Unlike SaaS, on-premises software is typically complex and technically difficult to deploy; this is because each unique customer infrastructure has to be accommodated, which is very onerous if your customer base utilizes many different server and network technologies. With cloud-based software, developers can focus on a standard unified infrastructure.
This simple fact is the root of many benefits of SaaS for businesses, including the ability to take advantage of economies-of-scale. The cost savings that cloud-native, multi-tenant SaaS vendors gain from hundreds, thousands, or even millions of customers served on a single cloud infrastructure, rather than servicing each multifarious IT system, is huge and is passed on to customers through flexible billing.
Because SaaS begins and ends on the Internet, our customers are always connected to Signiant through the product, allowing many labor-intensive tasks and processes to be automated through the network. For example, Signiant manages software deployments and upgrades, freeing up IT time, on-premises infrastructure and budget.
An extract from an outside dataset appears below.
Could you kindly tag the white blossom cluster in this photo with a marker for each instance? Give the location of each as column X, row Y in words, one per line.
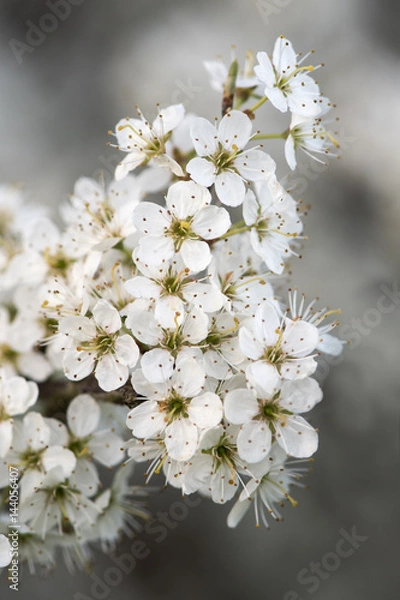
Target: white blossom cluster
column 161, row 321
Signiant’s SaaS products scale according to the load you’re generating, automatically spinning up or down virtual machines and load balancing across multiple instances. Your IT department won’t have to deal with provisioning and managing cloud networking resources — it’s all automatically done for you.
One of the most obvious benefits of cloud-native SaaS to companies with geographically diverse locations and varying computer systems is its consistent performance no matter where you are in the Internet-connected world.
The scalability of SaaS also has an impact on the unique way it’s billed. Often called “pay-per-use” or subscription billing, SaaS automatically tracks how much is being used by each customer, and can scale subscriptions up and down in response. This frees IT departments from having to provision enough fixed infrastructure to handle peak loads. Cloud software adjusts to high-usage and low-usage times, so you’re only paying for what you are actually using.
On a broader level, the ability to scale infrastructure in harmony with the peaks and valleys of revenue-generating activities is often a better business strategy than investing in enough fixed infrastructure to accommodate peak activities.
Another, often unnoticed benefit — something you hope to never notice — is the lack of downtime with cloud-native SaaS. Note that not all SaaS is created equal. If it wasn’t specifically designed to run on an elastic cloud infrastructure, it might not support high availability.
However, high availability is characteristic of any well-designed SaaS, which automatically switches to standby or redundant servers in case of a failure. This self-healing quality of SaaS is noteworthy; even if something fails, you’ll still have a whole, functioning system.